0 / 0
Sample stage: Stage tab (DataStage)

Sample stage: Stage tab (DataStage)

The Sample stage properties tab enables you to control aspects of the Sample stage.

Double click the stage to open the stage properties panel. The Properties section lets you specify what the stage does. The Advanced section allows you to specify how the stage executes. Specify an optional description of the stage.

Properties

You can specify the following properties:
Table 1. Properties
Category/Property Values Default Mandatory? Repeats? Dependent of
Options/Sample mode percent/period percent Y N N/A
Options/percent number N/A Y (if Sample Mode = Percent) Y N/A
Options/Output link number number N/A Y N Percent
Options/seed number N/A N N N/A
Options/period per partition number N/A Y (if Sample Mode = Period) N N/A
Options/max rows per partition number N/A N N N/A

Sample mode

Specifies the type of sample operation.
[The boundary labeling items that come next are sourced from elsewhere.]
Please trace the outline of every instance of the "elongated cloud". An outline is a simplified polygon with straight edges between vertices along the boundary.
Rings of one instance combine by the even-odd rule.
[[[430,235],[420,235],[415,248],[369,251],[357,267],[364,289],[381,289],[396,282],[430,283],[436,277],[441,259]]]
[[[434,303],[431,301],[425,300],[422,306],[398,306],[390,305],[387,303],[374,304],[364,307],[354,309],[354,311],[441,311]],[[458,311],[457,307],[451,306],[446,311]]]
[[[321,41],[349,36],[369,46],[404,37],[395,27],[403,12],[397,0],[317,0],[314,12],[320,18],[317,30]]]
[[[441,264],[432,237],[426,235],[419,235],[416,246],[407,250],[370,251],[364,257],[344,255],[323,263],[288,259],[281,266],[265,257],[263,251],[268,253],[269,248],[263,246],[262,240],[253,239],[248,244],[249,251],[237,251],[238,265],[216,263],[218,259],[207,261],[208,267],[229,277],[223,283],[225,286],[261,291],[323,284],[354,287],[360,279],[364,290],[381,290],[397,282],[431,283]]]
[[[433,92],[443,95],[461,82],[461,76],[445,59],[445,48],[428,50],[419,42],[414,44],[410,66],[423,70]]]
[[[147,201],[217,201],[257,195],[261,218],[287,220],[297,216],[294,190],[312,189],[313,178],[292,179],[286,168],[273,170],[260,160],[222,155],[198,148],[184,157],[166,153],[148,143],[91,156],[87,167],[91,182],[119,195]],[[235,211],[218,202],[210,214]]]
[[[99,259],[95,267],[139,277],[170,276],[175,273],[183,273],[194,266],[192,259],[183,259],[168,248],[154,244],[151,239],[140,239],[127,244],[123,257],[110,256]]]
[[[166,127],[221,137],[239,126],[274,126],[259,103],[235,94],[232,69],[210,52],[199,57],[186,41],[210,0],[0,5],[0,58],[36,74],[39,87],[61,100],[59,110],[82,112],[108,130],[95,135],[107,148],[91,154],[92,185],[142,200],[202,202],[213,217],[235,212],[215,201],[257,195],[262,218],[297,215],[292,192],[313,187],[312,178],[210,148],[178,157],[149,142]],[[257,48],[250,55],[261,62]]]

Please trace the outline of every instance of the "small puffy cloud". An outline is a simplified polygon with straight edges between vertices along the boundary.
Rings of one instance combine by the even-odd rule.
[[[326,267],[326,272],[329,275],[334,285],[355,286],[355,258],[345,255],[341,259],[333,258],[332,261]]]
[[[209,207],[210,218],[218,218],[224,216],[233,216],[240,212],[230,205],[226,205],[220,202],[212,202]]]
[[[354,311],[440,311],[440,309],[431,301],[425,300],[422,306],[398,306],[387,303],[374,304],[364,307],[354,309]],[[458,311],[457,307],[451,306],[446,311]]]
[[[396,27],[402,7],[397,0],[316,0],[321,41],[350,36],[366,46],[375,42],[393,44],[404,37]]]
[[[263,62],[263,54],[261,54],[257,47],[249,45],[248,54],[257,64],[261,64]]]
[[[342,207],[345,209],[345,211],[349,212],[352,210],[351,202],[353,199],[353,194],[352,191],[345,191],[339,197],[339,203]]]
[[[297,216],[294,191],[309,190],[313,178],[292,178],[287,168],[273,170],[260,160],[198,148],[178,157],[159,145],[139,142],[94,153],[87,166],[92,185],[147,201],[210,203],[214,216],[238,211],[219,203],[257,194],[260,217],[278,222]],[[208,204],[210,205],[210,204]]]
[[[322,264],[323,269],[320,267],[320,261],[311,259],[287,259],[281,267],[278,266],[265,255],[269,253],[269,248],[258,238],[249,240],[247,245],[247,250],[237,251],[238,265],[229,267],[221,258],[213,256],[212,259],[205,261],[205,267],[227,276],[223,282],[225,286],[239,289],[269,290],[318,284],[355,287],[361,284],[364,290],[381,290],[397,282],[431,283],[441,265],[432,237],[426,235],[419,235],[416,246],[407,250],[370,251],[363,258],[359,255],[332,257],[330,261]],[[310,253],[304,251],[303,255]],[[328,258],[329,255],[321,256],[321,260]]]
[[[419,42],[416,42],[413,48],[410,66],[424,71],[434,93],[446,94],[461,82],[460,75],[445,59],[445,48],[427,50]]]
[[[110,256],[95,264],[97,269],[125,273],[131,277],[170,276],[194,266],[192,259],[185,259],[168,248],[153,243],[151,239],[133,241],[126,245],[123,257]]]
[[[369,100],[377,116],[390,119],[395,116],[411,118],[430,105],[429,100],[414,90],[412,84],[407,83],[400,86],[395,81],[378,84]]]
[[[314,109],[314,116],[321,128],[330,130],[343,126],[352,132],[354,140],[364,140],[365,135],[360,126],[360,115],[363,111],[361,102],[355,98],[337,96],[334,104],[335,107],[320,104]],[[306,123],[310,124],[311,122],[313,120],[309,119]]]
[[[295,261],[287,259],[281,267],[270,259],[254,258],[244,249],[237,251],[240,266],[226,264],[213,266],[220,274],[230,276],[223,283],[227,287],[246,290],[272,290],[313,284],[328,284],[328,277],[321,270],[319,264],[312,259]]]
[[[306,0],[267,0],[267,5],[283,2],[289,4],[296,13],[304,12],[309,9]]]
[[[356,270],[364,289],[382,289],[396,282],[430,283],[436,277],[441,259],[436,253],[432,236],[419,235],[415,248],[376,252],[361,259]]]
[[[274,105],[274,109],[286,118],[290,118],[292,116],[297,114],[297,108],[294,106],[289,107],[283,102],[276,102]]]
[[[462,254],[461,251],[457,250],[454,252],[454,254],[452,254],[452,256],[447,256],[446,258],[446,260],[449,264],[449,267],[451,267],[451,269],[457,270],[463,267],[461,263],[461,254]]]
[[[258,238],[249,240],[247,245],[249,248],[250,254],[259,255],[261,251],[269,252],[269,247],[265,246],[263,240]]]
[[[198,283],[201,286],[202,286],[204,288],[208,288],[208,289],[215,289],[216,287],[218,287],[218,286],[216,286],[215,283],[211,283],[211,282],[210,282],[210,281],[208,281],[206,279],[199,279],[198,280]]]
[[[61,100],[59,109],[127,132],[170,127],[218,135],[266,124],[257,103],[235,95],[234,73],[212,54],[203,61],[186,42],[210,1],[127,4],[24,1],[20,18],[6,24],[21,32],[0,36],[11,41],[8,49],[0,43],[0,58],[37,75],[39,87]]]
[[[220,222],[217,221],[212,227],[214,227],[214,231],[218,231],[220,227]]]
You can sample on a percentage of input rows (percent), or you can sample the Nth row of every partition (period).

Percent

Specifies the sampling percentage for each output data set when use a Sample Mode of Percent. You can repeat this property to specify different percentages for each output data set. The sum of the percentages specified for all output data sets cannot exceed 100%. You can specify a job parameter if required.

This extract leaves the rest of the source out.